Добавить в цитаты Настройки чтения

Страница 7 из 16

И толпа, точно живое существо, отхлынула от дуба, с болтающимся на нем телом, чтобы устремиться к башне. В толпе вспыхивали факелы – предвестники грядущей катастрофы.

– Заваливайте вход, мужики! Заколачивайте окна! Не позволим больше упырям пить нашу кровушку!

Значит, поняли, кем стали те, кто вернулся с погоста. Значит, поверили. Ну что ж, они поверили, а Гарпия запомнила. Каждого из тех, кто измывался над телом Дмитрия, каждого из тех, в чьей руке был факел.

– Я их запомнила, миленькая, – шепнула она уснувшей девочке. – Им не уйти от наказания. Обещаю. А ты ступай! – Она посмотрела на Темного пса. – Ступай, огнеглазый. Не нужна мне больше твоя помощь, дальше я сама справлюсь. Иди-ка сюда. Ну, иди же!

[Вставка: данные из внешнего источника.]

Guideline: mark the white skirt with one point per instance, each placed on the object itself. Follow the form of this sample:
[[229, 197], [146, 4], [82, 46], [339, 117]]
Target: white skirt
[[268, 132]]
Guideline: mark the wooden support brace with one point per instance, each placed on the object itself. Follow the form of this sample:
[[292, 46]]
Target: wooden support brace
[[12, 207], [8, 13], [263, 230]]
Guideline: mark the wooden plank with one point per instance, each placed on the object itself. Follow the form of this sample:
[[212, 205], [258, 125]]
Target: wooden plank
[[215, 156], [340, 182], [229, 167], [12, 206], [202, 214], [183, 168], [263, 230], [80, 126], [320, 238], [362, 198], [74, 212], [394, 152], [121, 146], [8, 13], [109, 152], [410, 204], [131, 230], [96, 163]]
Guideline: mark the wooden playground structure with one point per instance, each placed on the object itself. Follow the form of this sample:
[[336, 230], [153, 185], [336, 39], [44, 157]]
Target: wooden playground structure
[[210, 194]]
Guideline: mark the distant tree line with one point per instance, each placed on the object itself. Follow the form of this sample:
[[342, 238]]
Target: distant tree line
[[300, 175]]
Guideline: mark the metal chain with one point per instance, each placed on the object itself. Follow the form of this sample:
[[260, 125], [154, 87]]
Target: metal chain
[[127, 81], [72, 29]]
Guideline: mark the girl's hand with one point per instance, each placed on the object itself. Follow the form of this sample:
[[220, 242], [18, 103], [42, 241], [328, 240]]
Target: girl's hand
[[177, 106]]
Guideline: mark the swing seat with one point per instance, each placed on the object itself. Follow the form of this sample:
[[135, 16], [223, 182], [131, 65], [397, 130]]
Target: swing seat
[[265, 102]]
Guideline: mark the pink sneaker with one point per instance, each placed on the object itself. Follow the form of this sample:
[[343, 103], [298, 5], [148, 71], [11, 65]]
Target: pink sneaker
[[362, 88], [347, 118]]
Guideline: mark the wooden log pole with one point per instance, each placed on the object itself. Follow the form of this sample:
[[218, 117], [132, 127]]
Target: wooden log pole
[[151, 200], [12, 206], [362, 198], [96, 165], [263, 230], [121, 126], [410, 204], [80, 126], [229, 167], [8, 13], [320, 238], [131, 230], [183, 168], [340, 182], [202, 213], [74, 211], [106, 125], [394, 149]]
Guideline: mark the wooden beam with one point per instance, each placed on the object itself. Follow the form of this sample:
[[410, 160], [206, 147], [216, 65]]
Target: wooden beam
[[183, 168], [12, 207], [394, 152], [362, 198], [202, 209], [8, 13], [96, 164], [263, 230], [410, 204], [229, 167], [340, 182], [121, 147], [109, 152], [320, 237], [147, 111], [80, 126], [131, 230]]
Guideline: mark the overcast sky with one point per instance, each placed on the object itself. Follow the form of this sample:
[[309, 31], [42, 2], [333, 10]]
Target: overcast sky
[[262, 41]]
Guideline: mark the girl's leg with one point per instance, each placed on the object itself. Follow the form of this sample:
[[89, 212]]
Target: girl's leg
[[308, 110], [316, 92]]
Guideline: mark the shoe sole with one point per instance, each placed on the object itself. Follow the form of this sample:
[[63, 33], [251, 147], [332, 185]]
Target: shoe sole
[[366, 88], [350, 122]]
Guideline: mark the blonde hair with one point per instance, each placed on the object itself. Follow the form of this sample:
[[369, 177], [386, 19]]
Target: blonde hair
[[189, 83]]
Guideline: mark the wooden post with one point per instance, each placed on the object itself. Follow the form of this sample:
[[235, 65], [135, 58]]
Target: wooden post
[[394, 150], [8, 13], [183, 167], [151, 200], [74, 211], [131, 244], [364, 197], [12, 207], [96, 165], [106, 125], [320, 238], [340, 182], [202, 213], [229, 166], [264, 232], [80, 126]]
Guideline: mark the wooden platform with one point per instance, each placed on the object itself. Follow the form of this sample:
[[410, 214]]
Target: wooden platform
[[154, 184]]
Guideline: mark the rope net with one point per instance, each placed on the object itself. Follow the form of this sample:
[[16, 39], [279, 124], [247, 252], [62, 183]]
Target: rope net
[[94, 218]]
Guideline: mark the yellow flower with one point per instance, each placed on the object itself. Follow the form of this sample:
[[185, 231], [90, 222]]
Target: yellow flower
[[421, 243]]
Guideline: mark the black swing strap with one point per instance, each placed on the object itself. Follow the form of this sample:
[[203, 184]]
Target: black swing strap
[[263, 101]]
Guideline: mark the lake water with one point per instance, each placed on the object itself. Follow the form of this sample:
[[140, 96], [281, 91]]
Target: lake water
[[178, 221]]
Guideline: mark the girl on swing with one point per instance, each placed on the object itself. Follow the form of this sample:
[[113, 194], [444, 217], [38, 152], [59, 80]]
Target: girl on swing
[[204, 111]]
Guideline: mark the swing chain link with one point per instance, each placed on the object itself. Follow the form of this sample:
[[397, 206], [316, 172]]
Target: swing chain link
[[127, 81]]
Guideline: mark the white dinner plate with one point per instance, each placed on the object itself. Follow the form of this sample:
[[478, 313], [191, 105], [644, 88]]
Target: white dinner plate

Темный пес подошел, покорно вытянул шею, покорно ждал, пока она снимет серебряный ошейник. Хотелось ли ему уходить обратно в небытие? Гарпия не знала, знала она лишь одно: если понадобится, если потребуется, Темный пес рода Бартане снова восстанет из небытия.

– Вот и все, – сказала она, пряча серебряный ошейник в складках юбки. – Спасибо за помощь, – добавила, наблюдая, как на глазах разваливается рассыпается прахом огромный зверь. Вспыхнула синим огнем черная шерсть, обуглилась плоть, а кости с тихим щелканьем упали на землю. Упали, но пролежали так недолго. Земля быстро прибрала себе свое. Вот и нет больше даже костей, а на месте, где они лежали, прорастает мох, красный, как кровь.

4 глава

Горыныча приходилось придерживать за ошейник. Чего это стоило Григорию, лучше и не думать. Адов зверь рванул вперед с такой силой, что едва не вывихнул ему плечо. Еще и оглядывался костяной головой, зыркал недобро. Зыркал, челюстями клацал, но не трогал. Помнил приказ тети Оли, или не по нраву ему такие, как он, Гриня? Григорию и самому не все было по нраву. Никак он не мог приноровиться к этому своему новому существованию. Никак не мог разобраться, что с ним такое произошло тогда, в лощине, и что творится сейчас. Помнил только, как умолял тетю Олю, чтобы убила, чтобы не оставляла гулять по земле голодной монстрой. Уже тогда, когда умолял, чувствовал в себе этот неправильный, нечеловеческий какой-то голод. И голос в голове слышал. Голос той твари, что порвала его на ошметки, но не добила. А потом голос оборвался. Не стих, не отдалился, а словно бы электрический провод кто-то перекусил.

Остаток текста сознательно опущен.